John Carl Robnett Licklider was a preeminent multi-disciplinary engineer. He demonstrated engineering abilities at an early age. He enjoyed building model airplanes and refurbishing old cars. In 1937 he attended Washington University in St Louis and triple majored in psychology, physics and mathematics. He went on to attain a PhD in Pycho Acoustics from the University of Rochester. His doctoral thesis was titled “An Electric Investigation of Frequency Localization in the Auditory Cortex of the Cat”.
His post doctoral appointment was to Swarthmore College as a war research associate in 1942. The following year he went on to the Pycho Acoustical Laboratory at Harvard to study the factors that were involved in how people verbally communicate at high altitudes between air crewmen and through aircraft radios.
In 1950, he moved on to MIT, where his work on air defense projects led to the establishment of the Lincoln Laboratories. There, he conducted the first computer experiments that were incorporated into the Semi Automatic Ground Environment air defense network, or SAGE. This work led him to learn digital computer programming as digital was faster than that of analog computing.
In 1957, he was hired to work with old colleagues at Bolt, Beraneke and Newman Incorporated, or BBN. He was appointed Vice President and was head of several departments, including Information Systems research. He wanted computers to be more interactive and he was inspired by the graphic interface and real time response of the old SAGE terminals.
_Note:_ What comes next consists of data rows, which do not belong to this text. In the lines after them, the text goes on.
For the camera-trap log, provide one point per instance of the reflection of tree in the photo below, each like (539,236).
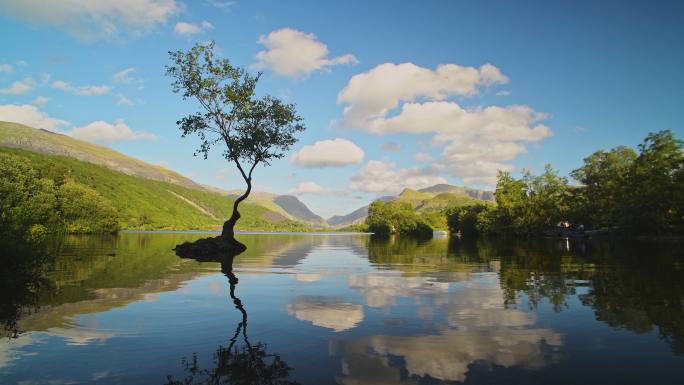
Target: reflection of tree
(246,364)
(634,286)
(22,278)
(641,294)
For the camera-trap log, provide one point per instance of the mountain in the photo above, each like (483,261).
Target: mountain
(485,195)
(355,217)
(145,196)
(46,142)
(429,199)
(297,209)
(287,205)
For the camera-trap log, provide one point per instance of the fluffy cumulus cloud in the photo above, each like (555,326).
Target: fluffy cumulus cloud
(383,177)
(20,86)
(408,99)
(184,28)
(296,54)
(101,131)
(88,90)
(90,20)
(122,100)
(124,76)
(309,187)
(329,153)
(30,116)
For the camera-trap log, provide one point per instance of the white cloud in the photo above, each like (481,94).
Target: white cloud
(382,177)
(40,100)
(20,86)
(92,90)
(309,188)
(390,146)
(423,157)
(101,131)
(372,94)
(405,98)
(296,54)
(88,90)
(92,20)
(221,4)
(122,100)
(30,116)
(97,131)
(188,29)
(329,153)
(124,76)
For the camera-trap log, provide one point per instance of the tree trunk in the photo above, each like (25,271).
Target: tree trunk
(228,232)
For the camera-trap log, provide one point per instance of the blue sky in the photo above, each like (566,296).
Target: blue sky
(521,84)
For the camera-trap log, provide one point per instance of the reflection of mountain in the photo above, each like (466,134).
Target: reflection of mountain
(331,313)
(97,273)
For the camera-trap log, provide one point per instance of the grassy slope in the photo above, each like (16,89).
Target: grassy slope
(21,136)
(150,204)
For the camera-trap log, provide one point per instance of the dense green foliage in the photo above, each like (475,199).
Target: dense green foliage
(140,203)
(251,130)
(386,218)
(637,193)
(34,202)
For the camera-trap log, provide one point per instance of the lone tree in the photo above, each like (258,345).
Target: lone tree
(251,130)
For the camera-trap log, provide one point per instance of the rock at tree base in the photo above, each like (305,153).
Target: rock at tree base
(217,249)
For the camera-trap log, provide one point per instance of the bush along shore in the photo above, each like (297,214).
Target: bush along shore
(637,193)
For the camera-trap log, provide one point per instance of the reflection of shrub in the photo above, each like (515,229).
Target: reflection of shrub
(386,218)
(84,210)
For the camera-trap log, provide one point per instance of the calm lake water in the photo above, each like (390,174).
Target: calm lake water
(348,309)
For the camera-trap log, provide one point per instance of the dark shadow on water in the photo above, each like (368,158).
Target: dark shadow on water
(215,249)
(241,362)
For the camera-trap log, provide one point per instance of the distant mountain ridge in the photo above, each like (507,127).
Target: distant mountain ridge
(204,205)
(16,135)
(431,198)
(299,210)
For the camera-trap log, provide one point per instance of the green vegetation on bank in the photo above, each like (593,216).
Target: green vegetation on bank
(622,189)
(48,198)
(385,218)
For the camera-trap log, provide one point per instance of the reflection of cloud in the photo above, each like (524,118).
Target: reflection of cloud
(79,336)
(382,290)
(308,277)
(446,356)
(331,313)
(481,330)
(10,349)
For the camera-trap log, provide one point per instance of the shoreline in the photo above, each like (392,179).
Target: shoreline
(237,232)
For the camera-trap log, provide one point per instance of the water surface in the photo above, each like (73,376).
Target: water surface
(349,309)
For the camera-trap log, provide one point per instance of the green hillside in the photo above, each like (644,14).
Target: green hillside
(17,135)
(151,204)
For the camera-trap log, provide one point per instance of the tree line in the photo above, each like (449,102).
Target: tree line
(625,190)
(34,203)
(621,190)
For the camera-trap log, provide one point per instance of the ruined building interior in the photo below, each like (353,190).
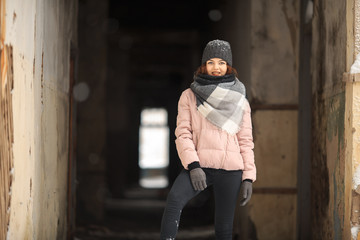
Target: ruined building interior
(88,106)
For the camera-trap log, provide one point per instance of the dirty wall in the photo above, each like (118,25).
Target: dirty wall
(264,39)
(328,63)
(38,36)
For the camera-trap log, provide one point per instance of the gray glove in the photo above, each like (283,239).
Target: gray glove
(245,192)
(198,179)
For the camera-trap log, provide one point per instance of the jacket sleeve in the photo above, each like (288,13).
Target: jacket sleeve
(245,138)
(183,132)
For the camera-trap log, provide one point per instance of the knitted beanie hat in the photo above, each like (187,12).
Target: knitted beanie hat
(217,49)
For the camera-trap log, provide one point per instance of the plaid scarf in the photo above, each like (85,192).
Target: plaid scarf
(221,100)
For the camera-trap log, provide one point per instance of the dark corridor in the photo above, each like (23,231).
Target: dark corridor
(136,55)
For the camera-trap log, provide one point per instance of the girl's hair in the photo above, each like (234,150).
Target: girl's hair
(202,70)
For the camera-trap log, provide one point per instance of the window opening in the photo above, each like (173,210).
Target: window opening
(154,148)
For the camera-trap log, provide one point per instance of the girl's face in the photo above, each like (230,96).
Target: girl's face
(216,67)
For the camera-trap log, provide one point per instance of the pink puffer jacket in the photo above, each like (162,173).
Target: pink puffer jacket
(199,140)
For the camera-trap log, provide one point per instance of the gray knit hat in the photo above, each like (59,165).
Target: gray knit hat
(217,49)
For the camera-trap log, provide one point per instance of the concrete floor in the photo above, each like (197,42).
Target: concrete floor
(138,216)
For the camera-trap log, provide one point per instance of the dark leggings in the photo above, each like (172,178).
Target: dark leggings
(226,188)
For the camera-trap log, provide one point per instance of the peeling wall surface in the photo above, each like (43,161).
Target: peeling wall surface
(41,33)
(274,100)
(328,197)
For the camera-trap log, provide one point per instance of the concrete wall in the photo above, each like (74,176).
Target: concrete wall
(264,38)
(91,115)
(41,33)
(329,197)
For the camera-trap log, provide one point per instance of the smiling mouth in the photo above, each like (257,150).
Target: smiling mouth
(216,73)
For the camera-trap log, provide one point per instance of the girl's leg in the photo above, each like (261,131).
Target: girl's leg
(226,190)
(181,192)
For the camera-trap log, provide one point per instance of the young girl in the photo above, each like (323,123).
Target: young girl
(214,142)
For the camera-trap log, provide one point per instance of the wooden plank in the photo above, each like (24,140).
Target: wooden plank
(6,138)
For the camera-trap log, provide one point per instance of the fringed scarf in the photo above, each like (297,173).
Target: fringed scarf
(221,100)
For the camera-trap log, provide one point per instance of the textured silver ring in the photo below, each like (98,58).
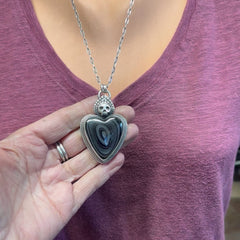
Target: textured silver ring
(62,152)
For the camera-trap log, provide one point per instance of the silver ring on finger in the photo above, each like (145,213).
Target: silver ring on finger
(62,152)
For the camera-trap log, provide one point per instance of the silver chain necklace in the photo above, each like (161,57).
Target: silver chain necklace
(129,11)
(103,132)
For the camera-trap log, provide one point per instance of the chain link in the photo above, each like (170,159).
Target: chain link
(129,11)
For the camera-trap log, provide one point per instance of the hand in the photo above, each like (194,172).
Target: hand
(38,194)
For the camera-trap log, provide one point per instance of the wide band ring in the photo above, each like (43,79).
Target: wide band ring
(62,152)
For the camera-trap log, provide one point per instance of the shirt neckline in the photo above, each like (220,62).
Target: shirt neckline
(73,85)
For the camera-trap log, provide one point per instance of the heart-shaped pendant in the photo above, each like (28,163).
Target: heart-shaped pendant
(103,134)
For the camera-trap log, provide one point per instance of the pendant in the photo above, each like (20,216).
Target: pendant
(103,133)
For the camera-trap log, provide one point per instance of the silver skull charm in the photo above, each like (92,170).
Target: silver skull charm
(104,107)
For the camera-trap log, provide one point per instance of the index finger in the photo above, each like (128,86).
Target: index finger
(60,123)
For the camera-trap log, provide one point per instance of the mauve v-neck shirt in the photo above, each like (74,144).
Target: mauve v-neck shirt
(177,178)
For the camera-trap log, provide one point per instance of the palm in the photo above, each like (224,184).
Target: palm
(38,193)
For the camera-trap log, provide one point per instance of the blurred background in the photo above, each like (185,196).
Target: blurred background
(232,219)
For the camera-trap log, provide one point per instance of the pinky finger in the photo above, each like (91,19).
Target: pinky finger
(94,179)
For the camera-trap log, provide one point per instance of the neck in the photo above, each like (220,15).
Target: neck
(101,17)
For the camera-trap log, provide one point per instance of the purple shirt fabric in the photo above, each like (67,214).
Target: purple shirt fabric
(177,178)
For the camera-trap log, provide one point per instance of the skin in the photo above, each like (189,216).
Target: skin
(151,28)
(39,194)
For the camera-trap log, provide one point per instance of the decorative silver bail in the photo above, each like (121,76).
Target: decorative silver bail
(104,91)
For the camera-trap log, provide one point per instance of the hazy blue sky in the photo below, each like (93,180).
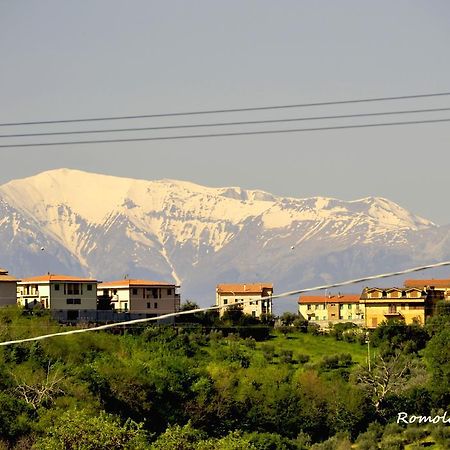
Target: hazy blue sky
(65,59)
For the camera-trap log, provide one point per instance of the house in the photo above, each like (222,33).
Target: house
(435,290)
(59,292)
(152,298)
(324,309)
(381,304)
(247,296)
(8,288)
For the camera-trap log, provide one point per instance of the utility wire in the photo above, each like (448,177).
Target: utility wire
(219,111)
(212,308)
(237,133)
(221,124)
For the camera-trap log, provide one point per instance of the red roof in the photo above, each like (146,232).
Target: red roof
(54,277)
(431,282)
(346,298)
(250,288)
(5,277)
(132,282)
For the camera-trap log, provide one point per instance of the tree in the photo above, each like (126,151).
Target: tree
(388,375)
(81,429)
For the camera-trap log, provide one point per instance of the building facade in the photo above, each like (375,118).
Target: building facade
(152,298)
(331,308)
(255,299)
(382,304)
(8,288)
(59,292)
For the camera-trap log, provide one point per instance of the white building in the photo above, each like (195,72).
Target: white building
(58,292)
(246,295)
(8,288)
(152,298)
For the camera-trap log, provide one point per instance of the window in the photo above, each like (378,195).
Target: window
(73,288)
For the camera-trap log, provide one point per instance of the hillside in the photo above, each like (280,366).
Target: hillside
(83,223)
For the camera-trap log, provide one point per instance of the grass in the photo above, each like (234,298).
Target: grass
(316,347)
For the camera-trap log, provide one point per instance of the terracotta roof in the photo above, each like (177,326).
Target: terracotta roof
(431,282)
(55,277)
(132,282)
(346,298)
(248,288)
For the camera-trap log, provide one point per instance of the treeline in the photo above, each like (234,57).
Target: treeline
(194,387)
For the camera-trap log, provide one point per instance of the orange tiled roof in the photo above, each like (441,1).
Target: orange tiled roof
(5,277)
(432,282)
(248,288)
(133,282)
(346,298)
(56,277)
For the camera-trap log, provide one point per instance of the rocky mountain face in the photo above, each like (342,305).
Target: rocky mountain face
(70,221)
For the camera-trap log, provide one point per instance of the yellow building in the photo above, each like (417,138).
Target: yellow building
(324,309)
(8,288)
(381,304)
(247,296)
(59,292)
(153,298)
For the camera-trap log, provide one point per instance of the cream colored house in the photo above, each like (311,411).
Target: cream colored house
(58,292)
(331,308)
(152,298)
(8,288)
(381,304)
(246,295)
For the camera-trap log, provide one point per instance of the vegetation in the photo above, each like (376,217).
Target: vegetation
(202,385)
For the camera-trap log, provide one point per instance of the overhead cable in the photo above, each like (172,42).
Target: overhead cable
(212,308)
(222,124)
(230,110)
(213,135)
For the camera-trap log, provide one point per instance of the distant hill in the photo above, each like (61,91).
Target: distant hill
(83,223)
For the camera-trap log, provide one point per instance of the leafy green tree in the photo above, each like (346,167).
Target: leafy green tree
(79,429)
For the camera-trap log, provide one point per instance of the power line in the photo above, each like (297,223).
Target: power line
(221,124)
(219,111)
(237,133)
(212,308)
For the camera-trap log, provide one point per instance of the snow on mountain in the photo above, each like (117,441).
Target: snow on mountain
(109,226)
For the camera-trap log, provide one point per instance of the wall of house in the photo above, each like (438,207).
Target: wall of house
(8,293)
(251,303)
(49,296)
(154,300)
(381,311)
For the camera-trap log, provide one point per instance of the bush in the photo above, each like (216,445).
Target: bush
(302,358)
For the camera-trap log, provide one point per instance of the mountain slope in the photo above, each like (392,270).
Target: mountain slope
(108,227)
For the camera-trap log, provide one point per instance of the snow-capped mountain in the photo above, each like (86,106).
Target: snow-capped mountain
(78,222)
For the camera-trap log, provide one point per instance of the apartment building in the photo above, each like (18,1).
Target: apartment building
(153,298)
(331,308)
(58,292)
(254,298)
(8,288)
(381,304)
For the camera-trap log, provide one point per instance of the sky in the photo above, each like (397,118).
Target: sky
(63,59)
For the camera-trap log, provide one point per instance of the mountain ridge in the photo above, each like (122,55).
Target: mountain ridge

He disliked how computer users had to make large sets of punch cards and how the computer took up all it’s processing time on one task.
This led to Licklider writing a paper titled “Man-Computer Symbiosis.” He discusses his own frustrations with the time consuming process computing was. He stated that computers should become not just human tools but partners, to the point where humans were the helpers of computers more than the helped. This would free people from the mundane task of calculating and allow them to follow more creative pursuits.
Licklieder then requested BBN to purchase a computer, for about 30,000 dollars. When asked why, he said he didn’t know but thought that BBN could use it for defense contract work. News spread of BBN’s interest in computer research. A computer scientist named Ken Olsen brought his PDP-1 computer to BBN to have it beta tested by Licklider. The PDP-1 was used to establish one of the first time sharing networks, a system by which four people could use a single computer at once.
In 1963, Licklider was to work briefly for the Advanced Research Projects Agency at the Defense Department. He convinced two researchers ,Sutherland and Taylor, that the network demonstrated at BBN could be used across large distances and could pool resources from different institutions. The network ARPA developed, the ARPAnet, was used to link the University of California, MIT and Systems Development Corporation with ARPA and is considered to be the prototype of the modern day internet. However, Licklider left ARPA before any of this was implemented.
Licklider returned to MIT in 1966 to run Project MAC. The project centered around a large mainframe computer that could support 30 users at once. The mainframe was used to research artificial intelligence and operating system software. The operating system the main frame used was the basis for the elements used in Unix, the first multiuser OS.
Licklider retired from MIT in 1985 and passed away in Arlighton, Virginia in 1990.